The failure to learn from Indigenous people and traditional cultures has been detrimental to the invading society throughout history. The depth of understanding of the past has often reflected adaptability to difficult circumstances. Attenuated connection between people and place has not only served humans poorly but severely weakened environments. A loss of interest in and relationship with the natural world has dimmed our ability to see its glory as well as its demise. For many Indigenous peoples, the environment is sacred, a part of them, the spirit of their ancestors. Their connection goes far, far beyond the concept of property, which is mostly how we talk of it now. Today, many people do not feel a spiritual relationship to the place they call home – an attachment to their location like it is an extension of themselves. The sense of belonging to a place is a trademark of Indigenous people, developed over thousands of years of cultural heritage born from the surrounding environment, where recollections of ancestors and stories of the future entangle with the landscape.
‘The river is our memory, we walk along it and remember our history and our ancestors by looking at the marks and places,’ local Barkandji Elder William ‘Badger’ Bates tells me. He talks with deep fondness about his homeland, which is located down the road from my family’s farm. Badger is a well-respected Indigenous artist who creates many types of artwork depicting the beauty of the natural world, including ornate herons carved from timber. One of these herons stands at the entrance to my family’s house. There is such fineness in its detail that I stroke the carving as though it is a real bird about to take flight. ‘The young kids in Wilcannia use the town weir as a fish trap,’ Badger explains. ‘When the water is at the right level they shape the rocks into pools to trap the fish; this way of catching fish has been handed down through the generations. The Barka River gives us healthy food and medicine, it gives us wood to make our artefacts, reeds to weave, it is where we go as families to swim, boat, camp, picnic, and prepare and cook our traditional food.’
I sit on the river’s edge watching the slow-moving water and thinking of the fish, ducks and turtles that Badger grew up catching and cooking. He is an Elder of his community now and uses his artistic creativity to share the story of his home – a place full of extraordinary detail and wonder. Like him, I am enveloped in a feeling of belonging. I see the shapes and folds of the land that we both call home; the toughened exterior, the soft and fragile places, the well- hidden secrets. It has become undeniable to me that the land breathes and evolves as the sun rises and falls and as the seasons change. I contemplate Badger’s words, the people who came before me, and as I listen to the river’s music, I am overcome by the gentle melody of this place.

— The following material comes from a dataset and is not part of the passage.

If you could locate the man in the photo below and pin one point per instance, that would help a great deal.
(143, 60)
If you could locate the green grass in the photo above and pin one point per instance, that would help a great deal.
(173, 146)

This land is more than a name on a map; it is a teacher, a counsellor, a member of our family. And in this place, significant moments in my life are happening all around me. Everywhere I turn, I see the memories my family and I are making – from birthday picnics held under the towering eucalyptus trees, to scattering my grandfather’s ashes among the quiet granite boulders. I see more than a place. I see the story that is connected. I see my own story being revealed. Many hands have cared for this land before me, and now I realise it is my turn. My time to learn from this place and do all I can to look after this sunburnt country.